OpenAI Privacy Filter: open-weight on-device PII redaction

1 min read
pii-redactionopen-weightsprivacytoken-classificationon-device-aiapache-2-0
View as Markdown
Originally from openai.com
View source

My notes

Summary

OpenAI released Privacy Filter, an open-weight (Apache 2.0) 1.5B-parameter token-classification model for context-aware PII detection and redaction in unstructured text. It supports 128k context, runs locally so raw data never has to leave the machine, and hits 96% F1 on the PII-Masking-300k benchmark. It’s positioned not as a compliance tool but as infrastructure for privacy-preserving pipelines (logging, indexing, training, review).

Key Insight

  • Architecture is unusual: starts as an autoregressive checkpoint, then converted to a bidirectional token classifier with BIOES span decoding via constrained Viterbi.

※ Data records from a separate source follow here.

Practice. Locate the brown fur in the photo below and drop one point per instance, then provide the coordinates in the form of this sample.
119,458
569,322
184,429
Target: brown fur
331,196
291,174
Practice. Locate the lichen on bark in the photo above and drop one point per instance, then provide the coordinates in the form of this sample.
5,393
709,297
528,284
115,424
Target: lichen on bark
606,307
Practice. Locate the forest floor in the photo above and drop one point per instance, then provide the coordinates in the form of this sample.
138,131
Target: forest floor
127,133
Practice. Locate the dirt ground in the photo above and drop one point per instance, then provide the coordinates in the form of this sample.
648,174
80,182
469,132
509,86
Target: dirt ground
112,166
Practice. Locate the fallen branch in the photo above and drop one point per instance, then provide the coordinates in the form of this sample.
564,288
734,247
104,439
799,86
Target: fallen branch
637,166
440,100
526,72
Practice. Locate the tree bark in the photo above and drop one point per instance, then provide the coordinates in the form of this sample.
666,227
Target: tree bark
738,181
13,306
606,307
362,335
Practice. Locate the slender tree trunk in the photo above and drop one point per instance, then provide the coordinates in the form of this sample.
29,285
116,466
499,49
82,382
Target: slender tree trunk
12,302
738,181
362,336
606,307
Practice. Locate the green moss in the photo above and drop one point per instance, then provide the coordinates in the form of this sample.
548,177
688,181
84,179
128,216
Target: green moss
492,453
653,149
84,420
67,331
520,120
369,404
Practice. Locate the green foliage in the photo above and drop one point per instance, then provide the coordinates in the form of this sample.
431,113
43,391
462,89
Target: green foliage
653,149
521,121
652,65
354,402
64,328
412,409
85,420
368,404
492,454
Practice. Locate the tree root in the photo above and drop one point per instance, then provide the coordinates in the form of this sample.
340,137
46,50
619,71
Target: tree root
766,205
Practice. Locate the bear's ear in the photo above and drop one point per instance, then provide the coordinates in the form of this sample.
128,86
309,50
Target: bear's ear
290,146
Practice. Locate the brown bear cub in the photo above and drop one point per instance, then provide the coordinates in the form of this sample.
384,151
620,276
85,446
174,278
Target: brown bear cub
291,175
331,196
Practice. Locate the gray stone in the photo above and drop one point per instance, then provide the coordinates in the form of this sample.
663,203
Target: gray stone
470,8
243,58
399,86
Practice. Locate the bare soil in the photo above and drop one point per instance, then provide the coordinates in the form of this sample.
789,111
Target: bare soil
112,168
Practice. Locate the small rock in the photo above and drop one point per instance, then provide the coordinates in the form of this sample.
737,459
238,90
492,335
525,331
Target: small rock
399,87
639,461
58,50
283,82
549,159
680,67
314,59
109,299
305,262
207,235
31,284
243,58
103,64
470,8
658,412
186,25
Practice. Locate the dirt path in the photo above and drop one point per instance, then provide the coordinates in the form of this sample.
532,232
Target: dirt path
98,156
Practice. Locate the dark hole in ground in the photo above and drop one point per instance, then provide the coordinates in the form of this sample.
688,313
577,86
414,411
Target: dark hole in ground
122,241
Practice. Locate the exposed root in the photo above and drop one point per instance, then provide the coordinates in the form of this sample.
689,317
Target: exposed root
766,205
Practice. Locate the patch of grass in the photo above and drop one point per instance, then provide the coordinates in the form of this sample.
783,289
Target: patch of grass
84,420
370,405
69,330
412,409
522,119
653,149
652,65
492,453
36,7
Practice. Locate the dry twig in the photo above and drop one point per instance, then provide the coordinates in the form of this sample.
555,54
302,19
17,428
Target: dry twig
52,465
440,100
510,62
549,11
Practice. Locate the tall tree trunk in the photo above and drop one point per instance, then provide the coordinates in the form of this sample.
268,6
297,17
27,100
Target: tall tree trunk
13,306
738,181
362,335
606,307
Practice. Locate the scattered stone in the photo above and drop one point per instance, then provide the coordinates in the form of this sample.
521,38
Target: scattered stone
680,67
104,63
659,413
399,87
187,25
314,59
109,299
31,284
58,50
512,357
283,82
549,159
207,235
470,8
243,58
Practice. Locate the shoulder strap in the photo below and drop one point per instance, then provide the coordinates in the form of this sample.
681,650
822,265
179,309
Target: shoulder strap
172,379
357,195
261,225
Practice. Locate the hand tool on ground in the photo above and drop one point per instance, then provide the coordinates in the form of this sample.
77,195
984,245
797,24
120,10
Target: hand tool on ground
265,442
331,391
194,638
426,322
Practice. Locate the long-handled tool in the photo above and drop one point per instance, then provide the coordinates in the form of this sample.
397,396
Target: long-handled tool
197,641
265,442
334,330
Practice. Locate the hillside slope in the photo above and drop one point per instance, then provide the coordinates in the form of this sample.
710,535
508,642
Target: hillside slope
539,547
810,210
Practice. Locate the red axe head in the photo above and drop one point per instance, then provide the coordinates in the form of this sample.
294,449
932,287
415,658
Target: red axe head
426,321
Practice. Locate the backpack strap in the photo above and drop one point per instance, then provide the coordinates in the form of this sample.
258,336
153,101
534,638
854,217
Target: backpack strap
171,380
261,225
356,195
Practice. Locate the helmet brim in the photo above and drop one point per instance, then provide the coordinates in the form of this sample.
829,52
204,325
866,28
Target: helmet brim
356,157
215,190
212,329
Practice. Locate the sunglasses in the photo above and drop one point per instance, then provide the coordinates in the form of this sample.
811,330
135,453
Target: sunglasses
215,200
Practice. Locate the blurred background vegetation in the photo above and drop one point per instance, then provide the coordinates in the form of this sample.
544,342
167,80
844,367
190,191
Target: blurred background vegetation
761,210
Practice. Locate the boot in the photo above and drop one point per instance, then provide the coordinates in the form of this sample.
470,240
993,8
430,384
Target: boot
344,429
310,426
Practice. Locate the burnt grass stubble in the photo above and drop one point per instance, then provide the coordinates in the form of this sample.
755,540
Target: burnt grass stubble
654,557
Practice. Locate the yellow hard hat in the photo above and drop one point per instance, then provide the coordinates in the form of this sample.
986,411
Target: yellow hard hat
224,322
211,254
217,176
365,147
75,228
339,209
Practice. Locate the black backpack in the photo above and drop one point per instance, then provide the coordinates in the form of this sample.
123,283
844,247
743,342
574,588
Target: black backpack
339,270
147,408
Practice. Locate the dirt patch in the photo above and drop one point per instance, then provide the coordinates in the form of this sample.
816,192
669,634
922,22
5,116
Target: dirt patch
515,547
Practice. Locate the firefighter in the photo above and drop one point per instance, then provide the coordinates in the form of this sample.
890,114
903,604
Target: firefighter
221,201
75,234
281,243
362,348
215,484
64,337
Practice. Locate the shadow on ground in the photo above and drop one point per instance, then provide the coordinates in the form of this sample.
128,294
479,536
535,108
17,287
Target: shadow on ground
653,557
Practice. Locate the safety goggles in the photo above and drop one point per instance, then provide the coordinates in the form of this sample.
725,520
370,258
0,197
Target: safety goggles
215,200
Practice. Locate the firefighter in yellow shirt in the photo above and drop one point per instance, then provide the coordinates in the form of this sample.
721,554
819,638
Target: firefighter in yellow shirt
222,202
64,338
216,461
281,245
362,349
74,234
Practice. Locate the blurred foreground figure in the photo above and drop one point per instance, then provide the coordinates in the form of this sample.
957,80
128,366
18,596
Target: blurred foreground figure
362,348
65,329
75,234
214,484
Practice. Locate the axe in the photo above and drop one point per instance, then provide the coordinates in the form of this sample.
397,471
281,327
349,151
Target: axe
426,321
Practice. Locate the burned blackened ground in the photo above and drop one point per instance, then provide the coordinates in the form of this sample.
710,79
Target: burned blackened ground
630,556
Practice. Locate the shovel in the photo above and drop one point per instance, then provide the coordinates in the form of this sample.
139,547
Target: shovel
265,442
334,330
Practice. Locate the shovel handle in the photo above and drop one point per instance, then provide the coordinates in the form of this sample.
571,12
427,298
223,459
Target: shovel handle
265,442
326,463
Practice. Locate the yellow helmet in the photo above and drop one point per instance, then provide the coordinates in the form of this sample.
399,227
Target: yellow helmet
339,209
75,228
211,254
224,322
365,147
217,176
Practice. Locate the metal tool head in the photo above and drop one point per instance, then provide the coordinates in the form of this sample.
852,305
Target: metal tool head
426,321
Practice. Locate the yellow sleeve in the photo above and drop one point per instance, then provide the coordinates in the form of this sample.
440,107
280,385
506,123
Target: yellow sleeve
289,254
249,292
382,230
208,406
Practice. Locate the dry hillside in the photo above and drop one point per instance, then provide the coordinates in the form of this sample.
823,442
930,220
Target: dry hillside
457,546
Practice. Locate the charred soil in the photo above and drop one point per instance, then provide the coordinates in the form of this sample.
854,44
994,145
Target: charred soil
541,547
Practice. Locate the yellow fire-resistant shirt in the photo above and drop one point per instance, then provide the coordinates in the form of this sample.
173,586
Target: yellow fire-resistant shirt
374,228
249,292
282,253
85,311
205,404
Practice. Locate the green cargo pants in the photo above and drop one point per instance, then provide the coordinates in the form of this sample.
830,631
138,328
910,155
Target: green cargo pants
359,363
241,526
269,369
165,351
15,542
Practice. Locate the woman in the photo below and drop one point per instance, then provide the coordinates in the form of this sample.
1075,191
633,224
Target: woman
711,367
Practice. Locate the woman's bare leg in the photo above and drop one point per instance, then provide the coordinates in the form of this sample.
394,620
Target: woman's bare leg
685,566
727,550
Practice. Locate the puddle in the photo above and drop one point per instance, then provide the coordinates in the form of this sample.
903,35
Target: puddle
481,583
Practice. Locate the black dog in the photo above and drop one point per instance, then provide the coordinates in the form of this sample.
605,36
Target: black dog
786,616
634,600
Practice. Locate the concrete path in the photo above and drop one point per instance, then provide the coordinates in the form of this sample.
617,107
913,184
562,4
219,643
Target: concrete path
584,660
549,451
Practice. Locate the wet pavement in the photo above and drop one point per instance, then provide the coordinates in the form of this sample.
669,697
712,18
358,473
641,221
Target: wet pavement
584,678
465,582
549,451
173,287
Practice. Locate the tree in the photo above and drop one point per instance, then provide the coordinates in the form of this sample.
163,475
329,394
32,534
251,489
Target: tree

Single forward pass labels every token, no autoregressive generation, hence very fast.
  • Model is 1.5B total / 50M active parameters, small enough to run on a laptop, frontier-level on PII benchmarks.
  • Eight detection categories: private_person, private_address, private_email, private_phone, private_url, private_date, account_number (covers cards/banking), secret (covers passwords/API keys). The secret class is rare in off-the-shelf PII tools and useful for log/code redaction.
  • Benchmarks: 96% F1 on PII-Masking-300k as-is, 97.43% F1 on a corrected version (OpenAI found annotation errors in the public set). Fine-tuning lifted F1 from 54% to 96% on a domain-adaptation task with “small amount of data”.
  • Operating point is configurable, precision/recall trade-off can be tuned per workflow without retraining.
  • Explicit disclaimers: it’s not anonymization, not compliance, and accuracy degrades on short sequences and domain-specific text (legal, medical, finance still need human review).
  • Available now on Hugging Face (openai/privacy-filter) and GitHub (openai/privacy-filter) under Apache 2.0, commercial use allowed.
  • Why this matters: traditional PII tools are regex/rule-based and miss context (e.g., a name in a quote vs. a name in a customer record). A small model that runs on-device closes the gap without sending data to a third-party API.